Former Honduran First Lady Sentenced to 58 Years for Corruption

From El Nuevo Diario

Former Honduran first lady Rosa Elena Bonilla was sentenced on Wednesday, September 4, to 58 years in jail. Archived photo: El Nuevo Diario.

HAVANA TIMES – Rosa Elena Bonilla, a former first lady from Honduras, was sentenced this past Wednesday, Sept. 4, to 58 years in prison. An anti-corruption tribunal found her guilty of fraud and appropriation of public funds during the 2010-14 presidential term of her husband, Porfirio Lobo.

Carlos Silva, spokesperson for the Honduran Supreme Court, informed the press of the tribunal’s sentence.

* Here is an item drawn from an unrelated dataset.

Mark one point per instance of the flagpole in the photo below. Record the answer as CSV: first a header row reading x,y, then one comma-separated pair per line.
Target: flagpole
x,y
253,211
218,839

Bonilla, 52, had been found guilty of the aforementioned crimes on August 20th.

According to Honduran law, the former first lady’s defense team has 20 days to appeal the sentence.

Bonilla was detained on February 28, 2018, and from that time on has been at the women’s prison in Tamara, 10 km north of Tegucigalpa.

The D.A., in collaboration with the Mission of Support against Corruption and Impunity in Honduras (MACCIH), an organization under the OAS, accused the former first lady of diverting the equivalent of US $510,000 of public funds five days before Lobo turned over power on January 27, 2014.

Lobo publicly accuses the current president, Juan Orlando Hernandez of influencing the courts to find his wife guilty.

Hernandez and Lobo both belong to the rightist Partido Nacional [National Party], but they’ve been in conflict ever since the former president criticized the administration of the current leader and urged him to resign.

The MACCIH was created by the Organization of American States in January 2016, to collaborate with the local prosecution in the fight against corruption in Honduras.